As with any artist's oeuvre, Pite's beliefs can be seen in what she has created through subtlety and subtext. Although Emergence is abstract and its music primal and raw, the work nonetheless reassures you with an undercurrent of natural rules that prevent our self-destructiveness. 
In Pite's vision, everything will be OK. Her women protect the species with a bond stronger than anything else, and her men believe in each other and the life and society they've created. They may be figuring it out as they go, bug-like and collective, but it's correct as long as it remains instinctual.

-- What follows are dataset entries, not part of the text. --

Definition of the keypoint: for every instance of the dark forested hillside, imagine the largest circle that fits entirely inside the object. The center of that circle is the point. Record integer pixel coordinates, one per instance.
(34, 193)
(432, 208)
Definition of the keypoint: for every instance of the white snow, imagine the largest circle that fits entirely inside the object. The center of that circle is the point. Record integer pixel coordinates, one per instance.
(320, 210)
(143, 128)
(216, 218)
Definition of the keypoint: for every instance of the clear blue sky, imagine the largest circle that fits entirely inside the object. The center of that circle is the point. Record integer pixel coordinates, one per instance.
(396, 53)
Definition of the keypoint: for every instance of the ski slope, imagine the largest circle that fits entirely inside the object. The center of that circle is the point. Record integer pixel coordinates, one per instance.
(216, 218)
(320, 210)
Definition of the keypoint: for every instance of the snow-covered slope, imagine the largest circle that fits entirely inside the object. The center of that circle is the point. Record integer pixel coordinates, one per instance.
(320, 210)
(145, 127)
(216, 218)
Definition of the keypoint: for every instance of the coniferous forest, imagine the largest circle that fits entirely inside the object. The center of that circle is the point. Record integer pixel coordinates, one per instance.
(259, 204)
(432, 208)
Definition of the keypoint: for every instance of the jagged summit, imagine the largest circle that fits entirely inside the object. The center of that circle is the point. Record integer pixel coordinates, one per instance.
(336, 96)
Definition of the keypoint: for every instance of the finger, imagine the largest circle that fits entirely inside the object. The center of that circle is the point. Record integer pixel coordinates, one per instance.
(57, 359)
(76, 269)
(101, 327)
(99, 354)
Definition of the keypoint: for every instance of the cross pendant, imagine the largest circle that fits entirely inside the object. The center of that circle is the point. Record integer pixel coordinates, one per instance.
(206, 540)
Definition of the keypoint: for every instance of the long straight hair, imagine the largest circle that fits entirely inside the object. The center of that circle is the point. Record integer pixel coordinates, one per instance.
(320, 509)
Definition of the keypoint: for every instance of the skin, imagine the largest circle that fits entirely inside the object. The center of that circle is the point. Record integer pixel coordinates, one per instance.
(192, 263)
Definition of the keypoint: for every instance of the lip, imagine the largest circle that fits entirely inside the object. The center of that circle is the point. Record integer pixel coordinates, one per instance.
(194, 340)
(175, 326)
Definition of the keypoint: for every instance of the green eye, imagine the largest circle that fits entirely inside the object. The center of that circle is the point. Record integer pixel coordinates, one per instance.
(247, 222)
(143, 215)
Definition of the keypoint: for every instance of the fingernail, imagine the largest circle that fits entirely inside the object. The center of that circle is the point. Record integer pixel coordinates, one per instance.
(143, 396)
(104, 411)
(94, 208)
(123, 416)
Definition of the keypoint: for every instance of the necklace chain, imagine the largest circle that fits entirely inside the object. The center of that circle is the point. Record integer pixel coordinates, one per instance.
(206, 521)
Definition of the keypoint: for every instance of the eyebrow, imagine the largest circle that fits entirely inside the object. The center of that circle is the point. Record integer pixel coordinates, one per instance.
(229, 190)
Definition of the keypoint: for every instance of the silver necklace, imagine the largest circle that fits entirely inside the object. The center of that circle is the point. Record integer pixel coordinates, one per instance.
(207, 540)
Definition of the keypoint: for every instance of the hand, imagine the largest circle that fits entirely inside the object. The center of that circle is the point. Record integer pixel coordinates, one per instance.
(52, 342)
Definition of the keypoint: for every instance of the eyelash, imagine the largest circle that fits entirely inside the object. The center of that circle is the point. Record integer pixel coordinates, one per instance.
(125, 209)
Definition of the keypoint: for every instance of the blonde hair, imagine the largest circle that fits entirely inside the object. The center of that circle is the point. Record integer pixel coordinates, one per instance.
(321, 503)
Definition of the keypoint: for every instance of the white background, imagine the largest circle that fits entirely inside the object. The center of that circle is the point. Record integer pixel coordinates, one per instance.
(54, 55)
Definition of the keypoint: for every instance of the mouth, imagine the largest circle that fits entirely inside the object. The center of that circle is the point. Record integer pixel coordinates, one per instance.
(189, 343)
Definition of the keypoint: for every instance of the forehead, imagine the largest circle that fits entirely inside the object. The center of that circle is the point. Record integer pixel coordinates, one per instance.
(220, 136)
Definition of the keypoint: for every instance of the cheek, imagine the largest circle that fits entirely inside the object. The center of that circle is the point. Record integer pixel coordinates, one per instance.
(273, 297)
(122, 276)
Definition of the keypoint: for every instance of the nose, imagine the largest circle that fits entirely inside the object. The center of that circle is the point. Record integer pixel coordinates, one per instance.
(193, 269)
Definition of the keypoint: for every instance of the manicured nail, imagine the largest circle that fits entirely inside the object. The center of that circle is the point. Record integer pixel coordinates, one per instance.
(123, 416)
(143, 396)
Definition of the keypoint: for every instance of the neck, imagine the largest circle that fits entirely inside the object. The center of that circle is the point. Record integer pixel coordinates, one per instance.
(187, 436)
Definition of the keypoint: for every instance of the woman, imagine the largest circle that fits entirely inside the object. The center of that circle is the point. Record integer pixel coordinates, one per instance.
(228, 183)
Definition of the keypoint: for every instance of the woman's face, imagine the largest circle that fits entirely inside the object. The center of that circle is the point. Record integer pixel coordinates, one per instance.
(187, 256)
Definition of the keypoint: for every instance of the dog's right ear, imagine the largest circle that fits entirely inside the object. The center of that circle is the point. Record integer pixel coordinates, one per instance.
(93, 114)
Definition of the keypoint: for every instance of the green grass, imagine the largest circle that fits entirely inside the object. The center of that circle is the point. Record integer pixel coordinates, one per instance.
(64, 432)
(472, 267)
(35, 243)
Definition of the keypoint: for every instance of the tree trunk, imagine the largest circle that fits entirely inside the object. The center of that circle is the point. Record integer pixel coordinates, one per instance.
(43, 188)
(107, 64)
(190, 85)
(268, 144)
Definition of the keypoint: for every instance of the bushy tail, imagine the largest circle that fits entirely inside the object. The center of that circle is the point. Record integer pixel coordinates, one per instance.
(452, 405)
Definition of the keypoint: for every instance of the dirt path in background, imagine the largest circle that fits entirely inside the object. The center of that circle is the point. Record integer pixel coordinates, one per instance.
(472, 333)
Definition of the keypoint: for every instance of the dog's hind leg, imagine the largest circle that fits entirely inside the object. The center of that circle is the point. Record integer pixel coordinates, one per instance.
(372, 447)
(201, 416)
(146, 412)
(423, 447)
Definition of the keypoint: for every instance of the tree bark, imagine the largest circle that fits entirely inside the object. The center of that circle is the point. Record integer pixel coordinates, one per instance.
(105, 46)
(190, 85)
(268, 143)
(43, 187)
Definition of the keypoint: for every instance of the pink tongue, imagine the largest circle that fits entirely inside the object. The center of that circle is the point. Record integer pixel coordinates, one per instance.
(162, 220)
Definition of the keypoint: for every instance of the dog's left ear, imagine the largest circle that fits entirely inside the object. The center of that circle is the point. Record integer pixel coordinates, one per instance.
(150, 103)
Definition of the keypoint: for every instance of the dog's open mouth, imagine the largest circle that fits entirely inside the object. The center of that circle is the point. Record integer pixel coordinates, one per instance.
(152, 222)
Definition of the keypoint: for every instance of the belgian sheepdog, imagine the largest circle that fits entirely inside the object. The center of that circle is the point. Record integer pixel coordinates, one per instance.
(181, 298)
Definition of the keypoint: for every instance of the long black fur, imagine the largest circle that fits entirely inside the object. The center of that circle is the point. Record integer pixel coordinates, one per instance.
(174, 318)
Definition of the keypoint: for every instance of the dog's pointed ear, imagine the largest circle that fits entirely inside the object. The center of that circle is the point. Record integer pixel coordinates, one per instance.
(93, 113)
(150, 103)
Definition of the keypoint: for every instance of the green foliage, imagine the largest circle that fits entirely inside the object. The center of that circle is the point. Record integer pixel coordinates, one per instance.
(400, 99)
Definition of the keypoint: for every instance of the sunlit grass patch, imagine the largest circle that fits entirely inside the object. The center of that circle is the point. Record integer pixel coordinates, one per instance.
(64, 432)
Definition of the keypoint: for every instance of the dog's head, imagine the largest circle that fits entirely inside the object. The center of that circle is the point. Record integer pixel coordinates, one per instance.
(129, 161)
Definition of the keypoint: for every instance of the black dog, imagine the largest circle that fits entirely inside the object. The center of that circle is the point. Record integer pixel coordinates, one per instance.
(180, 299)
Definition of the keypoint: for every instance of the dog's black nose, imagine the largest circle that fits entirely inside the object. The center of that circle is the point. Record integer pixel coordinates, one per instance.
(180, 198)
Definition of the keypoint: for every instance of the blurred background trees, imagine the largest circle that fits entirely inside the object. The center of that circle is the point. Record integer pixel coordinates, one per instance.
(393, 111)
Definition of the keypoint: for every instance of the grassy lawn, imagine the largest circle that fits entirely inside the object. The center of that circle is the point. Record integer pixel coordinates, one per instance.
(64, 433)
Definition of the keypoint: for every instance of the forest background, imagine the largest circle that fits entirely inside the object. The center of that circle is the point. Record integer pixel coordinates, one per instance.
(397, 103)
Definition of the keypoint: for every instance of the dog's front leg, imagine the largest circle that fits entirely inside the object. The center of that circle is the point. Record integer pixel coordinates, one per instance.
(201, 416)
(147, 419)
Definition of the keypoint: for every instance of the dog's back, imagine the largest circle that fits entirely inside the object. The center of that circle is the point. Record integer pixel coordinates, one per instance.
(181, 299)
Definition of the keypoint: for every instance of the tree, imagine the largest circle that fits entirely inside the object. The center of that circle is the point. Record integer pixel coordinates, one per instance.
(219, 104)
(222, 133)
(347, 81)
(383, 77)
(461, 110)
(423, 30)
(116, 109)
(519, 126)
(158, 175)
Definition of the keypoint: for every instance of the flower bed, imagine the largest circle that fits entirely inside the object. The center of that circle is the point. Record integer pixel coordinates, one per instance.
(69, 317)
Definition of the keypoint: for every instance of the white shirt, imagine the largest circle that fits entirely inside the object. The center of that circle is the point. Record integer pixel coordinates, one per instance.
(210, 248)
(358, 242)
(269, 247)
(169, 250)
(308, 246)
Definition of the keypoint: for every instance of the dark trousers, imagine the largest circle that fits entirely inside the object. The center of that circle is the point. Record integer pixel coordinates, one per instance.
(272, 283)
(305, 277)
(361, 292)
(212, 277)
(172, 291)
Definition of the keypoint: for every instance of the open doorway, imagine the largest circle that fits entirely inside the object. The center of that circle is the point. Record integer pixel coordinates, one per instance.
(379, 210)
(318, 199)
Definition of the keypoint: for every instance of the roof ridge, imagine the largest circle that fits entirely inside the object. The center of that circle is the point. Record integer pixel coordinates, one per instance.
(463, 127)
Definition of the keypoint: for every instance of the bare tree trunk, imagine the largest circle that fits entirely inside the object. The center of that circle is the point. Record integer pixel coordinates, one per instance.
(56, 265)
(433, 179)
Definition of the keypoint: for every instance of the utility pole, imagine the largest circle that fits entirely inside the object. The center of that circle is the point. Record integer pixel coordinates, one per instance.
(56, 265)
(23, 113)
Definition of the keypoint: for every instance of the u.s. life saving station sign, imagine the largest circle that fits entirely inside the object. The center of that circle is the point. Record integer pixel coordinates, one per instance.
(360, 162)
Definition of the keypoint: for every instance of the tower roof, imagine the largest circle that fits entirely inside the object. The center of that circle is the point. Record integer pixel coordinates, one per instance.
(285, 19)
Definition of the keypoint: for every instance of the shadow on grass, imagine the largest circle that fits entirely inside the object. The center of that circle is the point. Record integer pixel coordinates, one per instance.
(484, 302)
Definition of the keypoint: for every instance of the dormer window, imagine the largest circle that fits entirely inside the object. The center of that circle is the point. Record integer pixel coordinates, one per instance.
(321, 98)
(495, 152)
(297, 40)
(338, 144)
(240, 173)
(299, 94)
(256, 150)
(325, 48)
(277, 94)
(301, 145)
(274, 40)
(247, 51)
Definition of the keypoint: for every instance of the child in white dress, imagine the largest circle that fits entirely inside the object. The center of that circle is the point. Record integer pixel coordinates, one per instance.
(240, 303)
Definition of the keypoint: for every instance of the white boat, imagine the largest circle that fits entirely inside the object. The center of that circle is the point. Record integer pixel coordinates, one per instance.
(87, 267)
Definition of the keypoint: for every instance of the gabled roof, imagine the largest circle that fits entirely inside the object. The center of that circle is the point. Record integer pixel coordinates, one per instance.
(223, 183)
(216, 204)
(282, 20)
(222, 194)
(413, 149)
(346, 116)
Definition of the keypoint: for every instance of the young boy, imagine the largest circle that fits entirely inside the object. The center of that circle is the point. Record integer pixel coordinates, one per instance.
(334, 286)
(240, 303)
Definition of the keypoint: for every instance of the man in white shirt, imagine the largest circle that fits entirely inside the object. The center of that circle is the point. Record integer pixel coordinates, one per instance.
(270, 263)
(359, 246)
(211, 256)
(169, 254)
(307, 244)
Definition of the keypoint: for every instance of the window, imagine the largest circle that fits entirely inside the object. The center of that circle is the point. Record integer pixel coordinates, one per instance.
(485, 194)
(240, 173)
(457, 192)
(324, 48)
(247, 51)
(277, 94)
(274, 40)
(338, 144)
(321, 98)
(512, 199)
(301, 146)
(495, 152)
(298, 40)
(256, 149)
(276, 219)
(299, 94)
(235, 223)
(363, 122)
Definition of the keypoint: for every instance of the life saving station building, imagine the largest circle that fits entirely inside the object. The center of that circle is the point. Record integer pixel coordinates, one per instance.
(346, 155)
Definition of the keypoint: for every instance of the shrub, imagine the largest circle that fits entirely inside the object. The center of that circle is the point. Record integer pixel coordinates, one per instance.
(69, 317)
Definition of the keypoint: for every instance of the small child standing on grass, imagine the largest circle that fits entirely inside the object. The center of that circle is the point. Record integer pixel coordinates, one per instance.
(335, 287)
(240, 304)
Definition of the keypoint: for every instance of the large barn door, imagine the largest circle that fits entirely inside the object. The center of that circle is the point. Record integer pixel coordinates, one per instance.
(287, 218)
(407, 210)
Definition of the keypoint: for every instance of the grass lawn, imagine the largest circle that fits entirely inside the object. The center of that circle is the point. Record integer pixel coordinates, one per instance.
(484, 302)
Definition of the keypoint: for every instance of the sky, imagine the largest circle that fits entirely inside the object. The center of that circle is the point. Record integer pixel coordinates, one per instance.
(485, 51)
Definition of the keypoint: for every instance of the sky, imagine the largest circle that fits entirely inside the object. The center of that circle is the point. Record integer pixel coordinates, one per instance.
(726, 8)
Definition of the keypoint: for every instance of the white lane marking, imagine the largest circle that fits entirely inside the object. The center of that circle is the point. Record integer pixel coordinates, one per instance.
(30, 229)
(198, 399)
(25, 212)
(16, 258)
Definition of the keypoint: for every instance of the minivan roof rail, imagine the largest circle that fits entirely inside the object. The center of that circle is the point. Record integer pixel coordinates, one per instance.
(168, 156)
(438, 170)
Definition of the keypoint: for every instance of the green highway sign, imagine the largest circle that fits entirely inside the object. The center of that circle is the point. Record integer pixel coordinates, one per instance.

Millennials we spoke to after the performance were blown away by Emergence. Well, droning music and abstract dance explorations have been part of the baby boomers' genres since before the 80's, so we were not surprised. Yet the superb performance of this amazing choreography by the highest quality classically-trained dancers from around the world, assembled by the National Ballet of Canada, definitely left us speechless. 
Read about Crystal Pite's 2020 work, Angel's Atlas.
Made in Canada is compelling in its display of the National Ballet's virtuosity and diversity. This program should be toured to schools and universities as a fundraising strategy to build a millennial donor base to replace the current senior one.